The editorial added, “The government needs to consolidate civilian rule instead of handing over its responsibilities, like coordination between different departments, to the military.”
“General Kayani is in the driver’s seat,” said Rifaat Hussain, a professor of international relations at Islamabad University. “It is unprecedented that an army chief of staff preside over a meeting of federal secretaries.”
General Kayani visited the headquarters of the United States Central Command in Tampa, Fla., over the weekend, and will attend meetings at the Pentagon with the chairman of the Joint Chiefs of Staff, Adm. Mike Mullen, and Defense Secretary Robert M. Gates on Monday. He is also to attend the opening ceremony of the talks between Mrs. Clinton and Mr. Qureshi at the State Department on Wednesday, a spokesman at the American Embassy in Islamabad said.
The most pressing concerns in the talks, according to officials on both sides, will be trying to establish confidence after several years of a corrosive relationship between allies, which only in the past few months has started to gain some positive momentum.
But the complexity of the main topics at hand — the eventual American pullout from Afghanistan, and Pakistan’s concerns about India — is expected to make for a tough round of talks.
On the positive side for Pakistan, the Obama administration has been rethinking its policies toward the country, said Maleeha Lodhi, a former Pakistani ambassador to the United States.
“There is a realization that some of its assumptions over the past year were not correct: that Pakistan’s security paradigm could be changed, that its military could be pressured,” Ms. Lodhi said.
Meanwhile, concerned about efforts by the Afghan government to engage in talks with Taliban rebels, who have important bases and allies on Pakistani soil, the Pakistani government will offer itself as a mediator in any such negotiations, Professor Hussain said.
He said that the message would be, “If you want to talk to bring the Afghan Taliban into the mainstream, you should talk to us.”
Tensions with Afghanistan have been raised by some of Pakistan’s recent operations against the Taliban, most notably the recent capture in Pakistan of a senior Afghan Taliban leader, Mullah Abdul Ghani Baradar.

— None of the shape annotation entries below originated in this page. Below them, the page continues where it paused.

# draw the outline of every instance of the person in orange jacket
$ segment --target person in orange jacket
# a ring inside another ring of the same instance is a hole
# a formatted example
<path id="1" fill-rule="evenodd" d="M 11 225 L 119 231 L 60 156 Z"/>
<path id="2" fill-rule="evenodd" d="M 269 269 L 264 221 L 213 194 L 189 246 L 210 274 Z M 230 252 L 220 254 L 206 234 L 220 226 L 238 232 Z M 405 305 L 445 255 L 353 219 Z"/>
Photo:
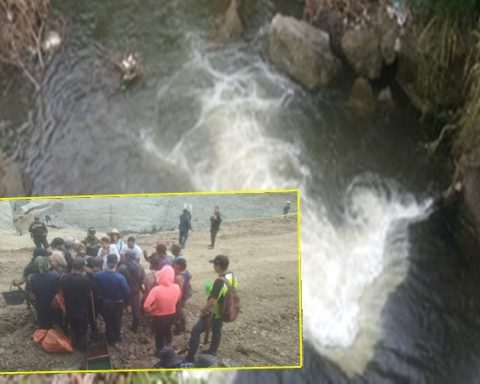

The former head of the United Nations mission in Afghanistan, Kai Eide, said Friday that the arrest had jeopardized back-channel negotiations with Mr. Baradar’s faction of the Taliban.
But the spokesman for the Pakistani Foreign Ministry, Abdul Basit, said Saturday that Mr. Baradar’s arrest had nothing to do with reconciliation efforts in Afghanistan.
India’s growing role in Afghanistan was also high on Pakistan’s agenda. The spokesman for the Pakistani military, Gen. Athar Abbas, said Pakistan would be “conveying very clearly” its displeasure with India’s offer to help train the Afghan Army at the behest of American and NATO forces. Pakistan has made a counteroffer to train the Afghans, an offer that Pakistan knows is unlikely to be accepted but that it made to pressure Washington to stop the Indian proposal, Pakistani analysts said.
General Kayani arrives in Washington after what the Pakistani military considers a stellar nine months in fighting the Pakistani Taliban, first in the region of Swat and most recently in South Waziristan.
The militants, according to the Pakistanis, have been weakened in their bases in the tribal areas, but at a high cost. According to Pakistani Army figures, 2,377 soldiers were killed in the two campaigns. About 1 in 10 of those killed were officers, a very high rate, Professor Hussain said.
With those sacrifices and the heavy toll on army equipment in mind, Pakistan is expecting quicker reimbursement from the United States of its expenses in fighting the militants, General Abbas said.
Pakistan has complained that the United States has unfairly held up payments of $1.2 billion for 2009 under an agreement to help finance the fight against insurgents. For its part, Washington says its auditors need to satisfy Congress that the Pakistani military has properly spent the money owed.